Sleman, opinijogja – Direktur Jenderal Kependudukan dan Pencatatan Sipil (Dukcapil) Kementerian Dalam Negeri, Teguh Setyabudi, mengapresiasi capaian aktivasi Identitas Kependudukan Digital (IKD) di Kabupaten Sleman yang telah mencapai 19,45 persen dari total wajib KTP.
Apresiasi tersebut disampaikan saat meninjau langsung proses aktivasi IKD di Pendopo Parasamya, Sleman, Kamis (30/4/2026). Kegiatan ini turut dihadiri Wakil Bupati Sleman Danang Maharsa, Sekretaris Daerah, serta perwakilan Bank Indonesia DIY.
Menurut Teguh, capaian tersebut menunjukkan kualitas layanan administrasi kependudukan (Adminduk) di Sleman yang dinilai sangat baik. Ia menyebut perekaman KTP elektronik di wilayah ini bahkan telah mencapai 99,8 persen.
“Pelayanan Adminduk Kabupaten Sleman sangat bagus. Perekaman KTP-el sudah hampir menyeluruh,” ujarnya.
Kunjungan ini merupakan bagian dari program perluasan uji coba (piloting) digitalisasi penyaluran bantuan sosial (bansos). Program tersebut bertujuan menguji kesiapan infrastruktur serta akurasi data daerah sebelum diterapkan secara nasional.

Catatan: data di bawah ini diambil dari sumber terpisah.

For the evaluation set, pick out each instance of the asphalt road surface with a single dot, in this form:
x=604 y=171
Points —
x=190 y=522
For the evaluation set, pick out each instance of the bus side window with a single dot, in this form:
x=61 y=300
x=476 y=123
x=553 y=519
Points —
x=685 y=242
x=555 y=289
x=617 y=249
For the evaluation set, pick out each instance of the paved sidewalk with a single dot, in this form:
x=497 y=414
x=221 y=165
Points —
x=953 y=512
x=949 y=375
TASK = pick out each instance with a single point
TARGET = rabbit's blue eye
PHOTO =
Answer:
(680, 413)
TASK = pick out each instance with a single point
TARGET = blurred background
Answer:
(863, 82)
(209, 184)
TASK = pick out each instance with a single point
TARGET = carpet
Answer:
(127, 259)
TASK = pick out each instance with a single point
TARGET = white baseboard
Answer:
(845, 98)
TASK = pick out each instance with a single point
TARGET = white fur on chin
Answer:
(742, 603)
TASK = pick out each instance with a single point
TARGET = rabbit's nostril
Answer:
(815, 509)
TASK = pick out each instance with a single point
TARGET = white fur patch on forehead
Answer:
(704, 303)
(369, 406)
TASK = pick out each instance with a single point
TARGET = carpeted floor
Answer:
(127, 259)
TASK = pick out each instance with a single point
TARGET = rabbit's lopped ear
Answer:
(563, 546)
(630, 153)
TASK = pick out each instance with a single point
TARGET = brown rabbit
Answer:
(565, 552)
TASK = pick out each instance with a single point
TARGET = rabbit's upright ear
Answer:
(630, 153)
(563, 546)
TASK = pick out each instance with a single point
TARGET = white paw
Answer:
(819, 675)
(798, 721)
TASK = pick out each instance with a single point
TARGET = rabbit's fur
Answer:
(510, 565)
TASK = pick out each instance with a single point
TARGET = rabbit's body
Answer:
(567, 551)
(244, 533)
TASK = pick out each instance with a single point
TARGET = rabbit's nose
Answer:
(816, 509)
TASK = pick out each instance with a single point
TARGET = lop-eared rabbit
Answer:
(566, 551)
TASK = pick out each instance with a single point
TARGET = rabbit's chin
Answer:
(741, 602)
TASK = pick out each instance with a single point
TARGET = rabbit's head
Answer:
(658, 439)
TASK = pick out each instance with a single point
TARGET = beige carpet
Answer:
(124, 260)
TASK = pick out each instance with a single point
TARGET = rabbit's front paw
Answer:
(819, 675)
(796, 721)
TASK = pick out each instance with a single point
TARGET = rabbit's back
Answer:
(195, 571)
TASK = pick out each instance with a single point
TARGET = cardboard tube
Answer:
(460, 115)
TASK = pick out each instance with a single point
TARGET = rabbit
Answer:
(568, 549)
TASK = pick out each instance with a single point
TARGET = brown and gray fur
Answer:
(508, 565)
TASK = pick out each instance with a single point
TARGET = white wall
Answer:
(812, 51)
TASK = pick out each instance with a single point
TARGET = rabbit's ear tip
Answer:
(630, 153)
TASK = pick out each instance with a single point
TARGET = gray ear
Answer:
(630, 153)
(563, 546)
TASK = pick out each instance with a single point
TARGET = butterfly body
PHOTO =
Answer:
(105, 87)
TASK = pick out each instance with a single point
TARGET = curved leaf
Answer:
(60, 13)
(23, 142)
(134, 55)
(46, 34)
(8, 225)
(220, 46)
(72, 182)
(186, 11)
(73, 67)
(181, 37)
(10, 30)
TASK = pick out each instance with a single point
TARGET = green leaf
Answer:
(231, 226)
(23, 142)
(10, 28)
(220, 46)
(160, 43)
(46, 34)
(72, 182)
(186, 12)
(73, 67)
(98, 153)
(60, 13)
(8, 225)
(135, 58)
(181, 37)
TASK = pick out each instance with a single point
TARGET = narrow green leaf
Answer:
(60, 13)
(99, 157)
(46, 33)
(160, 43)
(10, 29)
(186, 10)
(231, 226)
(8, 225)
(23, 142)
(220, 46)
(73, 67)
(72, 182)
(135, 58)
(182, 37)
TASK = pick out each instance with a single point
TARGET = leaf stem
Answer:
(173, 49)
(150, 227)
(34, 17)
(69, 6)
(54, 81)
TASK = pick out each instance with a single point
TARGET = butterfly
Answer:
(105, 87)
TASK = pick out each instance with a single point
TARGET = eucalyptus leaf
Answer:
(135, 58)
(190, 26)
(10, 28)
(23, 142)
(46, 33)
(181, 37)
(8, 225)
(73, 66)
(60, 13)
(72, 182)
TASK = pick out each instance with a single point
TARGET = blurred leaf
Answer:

Teguh menegaskan, digitalisasi layanan kependudukan tidak hanya berorientasi pada efisiensi, tetapi juga untuk meningkatkan ketepatan sasaran program pemerintah, termasuk penyaluran bansos. Dengan sistem digital, transparansi data dinilai akan semakin terjaga.
Sementara itu, Wakil Bupati Sleman Danang Maharsa menilai penunjukan Sleman sebagai lokasi piloting nasional menjadi langkah strategis dalam percepatan transformasi digital di daerah.
Ia menegaskan bahwa digitalisasi pelayanan publik kini menjadi kebutuhan yang tidak bisa dihindari.
“Negara yang tidak mengikuti perkembangan digital akan tertinggal. Digitalisasi sudah menjadi bagian penting dalam pelayanan masyarakat,” kata Danang.
Danang menambahkan, penerapan skema Digital Public Infrastructure (DPI) diharapkan mampu meminimalkan risiko penyalahgunaan data pribadi yang masih menjadi kekhawatiran masyarakat.
Ia optimistis, digitalisasi bansos berbasis DPI dapat meningkatkan kemudahan layanan sekaligus menjaga keamanan data warga.
“Harapannya, sistem ini bisa berjalan optimal, memudahkan masyarakat, dan mengurangi potensi penyalahgunaan data pribadi,” ujarnya.